Here are some other beautiful things I observed:

  • Parents sharing tips for feeding, bathing, arguing with the insurance company, raising funds for research.
  • Parents educating parents about the healing value of alternative therapies like Reiki and acupuncture and massage.
  • Bereaved parents answering non-bereaved parents’ questions about hospice, about palliative care, about home death vs hospital death.
  • Bereaved parents sharing the different ways they and their spouse cope with their grief and trying to help newly bereaved parents navigate the first year.
  • Bereaved parents comparing the ways they dismantled (or didn’t) their child’s bedroom after death.
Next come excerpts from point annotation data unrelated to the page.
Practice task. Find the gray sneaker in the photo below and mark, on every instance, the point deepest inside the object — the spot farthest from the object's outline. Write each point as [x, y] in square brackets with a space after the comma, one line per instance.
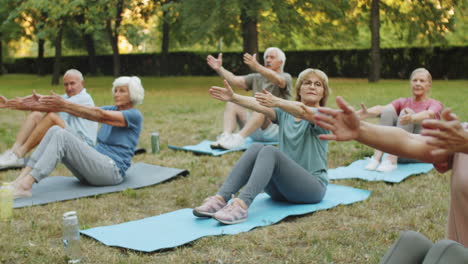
[209, 207]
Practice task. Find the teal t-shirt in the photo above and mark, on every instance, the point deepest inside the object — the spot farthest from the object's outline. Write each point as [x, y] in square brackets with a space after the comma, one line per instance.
[299, 141]
[119, 143]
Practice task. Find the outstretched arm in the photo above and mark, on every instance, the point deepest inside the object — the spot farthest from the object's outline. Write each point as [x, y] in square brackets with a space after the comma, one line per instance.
[226, 94]
[274, 77]
[56, 103]
[217, 65]
[447, 135]
[345, 125]
[295, 108]
[374, 111]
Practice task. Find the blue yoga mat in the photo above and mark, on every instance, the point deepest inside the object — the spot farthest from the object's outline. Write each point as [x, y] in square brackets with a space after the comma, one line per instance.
[180, 227]
[204, 147]
[356, 170]
[61, 188]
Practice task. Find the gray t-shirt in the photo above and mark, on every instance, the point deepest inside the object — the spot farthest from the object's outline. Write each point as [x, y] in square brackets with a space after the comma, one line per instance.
[256, 82]
[299, 141]
[83, 128]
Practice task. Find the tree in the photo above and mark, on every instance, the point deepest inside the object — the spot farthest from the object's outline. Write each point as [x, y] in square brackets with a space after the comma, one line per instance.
[374, 71]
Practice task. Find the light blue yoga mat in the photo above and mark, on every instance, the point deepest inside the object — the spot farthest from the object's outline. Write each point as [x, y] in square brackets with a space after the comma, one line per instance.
[180, 227]
[356, 170]
[204, 147]
[61, 188]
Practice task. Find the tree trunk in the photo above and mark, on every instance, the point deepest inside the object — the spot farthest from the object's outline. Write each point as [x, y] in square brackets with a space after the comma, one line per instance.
[115, 50]
[89, 43]
[164, 66]
[40, 57]
[249, 33]
[58, 56]
[374, 71]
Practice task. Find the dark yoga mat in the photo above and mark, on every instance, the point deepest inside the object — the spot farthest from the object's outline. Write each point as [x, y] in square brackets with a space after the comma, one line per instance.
[61, 188]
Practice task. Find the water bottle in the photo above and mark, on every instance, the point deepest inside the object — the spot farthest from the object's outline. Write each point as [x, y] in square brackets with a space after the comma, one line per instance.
[6, 202]
[155, 142]
[71, 237]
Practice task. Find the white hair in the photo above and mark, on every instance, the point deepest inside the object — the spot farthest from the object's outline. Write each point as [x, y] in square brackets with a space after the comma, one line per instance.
[74, 72]
[137, 93]
[279, 52]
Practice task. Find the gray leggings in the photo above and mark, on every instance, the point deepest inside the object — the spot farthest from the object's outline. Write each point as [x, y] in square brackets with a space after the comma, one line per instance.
[266, 168]
[389, 117]
[414, 248]
[86, 163]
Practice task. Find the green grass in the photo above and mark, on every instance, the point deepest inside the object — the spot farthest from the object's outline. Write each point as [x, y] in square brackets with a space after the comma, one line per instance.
[181, 110]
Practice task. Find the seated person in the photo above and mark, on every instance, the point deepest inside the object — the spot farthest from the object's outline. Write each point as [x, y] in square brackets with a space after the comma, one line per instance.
[414, 248]
[442, 142]
[104, 164]
[407, 113]
[37, 123]
[296, 172]
[270, 77]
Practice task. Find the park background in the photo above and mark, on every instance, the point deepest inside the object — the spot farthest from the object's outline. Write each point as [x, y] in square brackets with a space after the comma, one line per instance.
[166, 42]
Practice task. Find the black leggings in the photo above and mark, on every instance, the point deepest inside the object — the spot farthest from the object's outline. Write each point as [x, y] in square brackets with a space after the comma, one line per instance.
[266, 168]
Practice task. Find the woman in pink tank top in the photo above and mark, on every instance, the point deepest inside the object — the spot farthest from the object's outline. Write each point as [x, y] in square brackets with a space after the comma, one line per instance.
[406, 113]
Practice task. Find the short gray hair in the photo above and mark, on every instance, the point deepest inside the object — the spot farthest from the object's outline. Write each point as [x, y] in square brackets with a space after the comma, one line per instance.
[137, 93]
[74, 72]
[280, 53]
[423, 70]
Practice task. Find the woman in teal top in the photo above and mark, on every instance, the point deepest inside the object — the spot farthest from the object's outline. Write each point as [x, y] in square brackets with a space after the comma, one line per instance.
[296, 172]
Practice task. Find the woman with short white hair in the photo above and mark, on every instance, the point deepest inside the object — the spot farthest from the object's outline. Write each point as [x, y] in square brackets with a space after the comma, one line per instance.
[104, 164]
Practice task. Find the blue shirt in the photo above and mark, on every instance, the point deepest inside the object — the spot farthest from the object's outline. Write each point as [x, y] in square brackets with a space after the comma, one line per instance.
[83, 128]
[299, 141]
[119, 143]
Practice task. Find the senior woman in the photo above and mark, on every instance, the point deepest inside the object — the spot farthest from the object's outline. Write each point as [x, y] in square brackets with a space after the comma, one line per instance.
[104, 164]
[406, 113]
[296, 172]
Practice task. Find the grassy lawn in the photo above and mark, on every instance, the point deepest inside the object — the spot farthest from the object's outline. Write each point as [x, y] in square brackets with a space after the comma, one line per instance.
[181, 110]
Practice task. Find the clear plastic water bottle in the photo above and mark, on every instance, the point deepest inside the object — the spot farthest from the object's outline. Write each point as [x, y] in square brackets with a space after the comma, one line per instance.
[6, 202]
[71, 237]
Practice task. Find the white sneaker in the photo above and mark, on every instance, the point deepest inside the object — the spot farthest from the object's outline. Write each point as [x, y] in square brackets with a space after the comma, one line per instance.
[373, 164]
[219, 138]
[233, 141]
[386, 166]
[11, 160]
Shrine or No Shrine.
  • Bereaved parents talking about Where they see their child: in a butterfly, in a dragonfly, in a red-tailed hawk, no where.
  • Bereaved parents talking about whether they Do or Don’t visit their child’s gravesite (and if they do, whether they let their dog run around on the site).

Perhaps my favorite moment was when a recently bereaved mom excitedly told me that she had just identified the new family that she wanted to give her daughter’s equipment and clothing to. She was thrilled!

It goes around and around and around and around.

Parents helping other parents.

Parents being so so brave, by themselves and for each other.

Love AND Grief are the great equalizers and parents are each other’s greatest allies.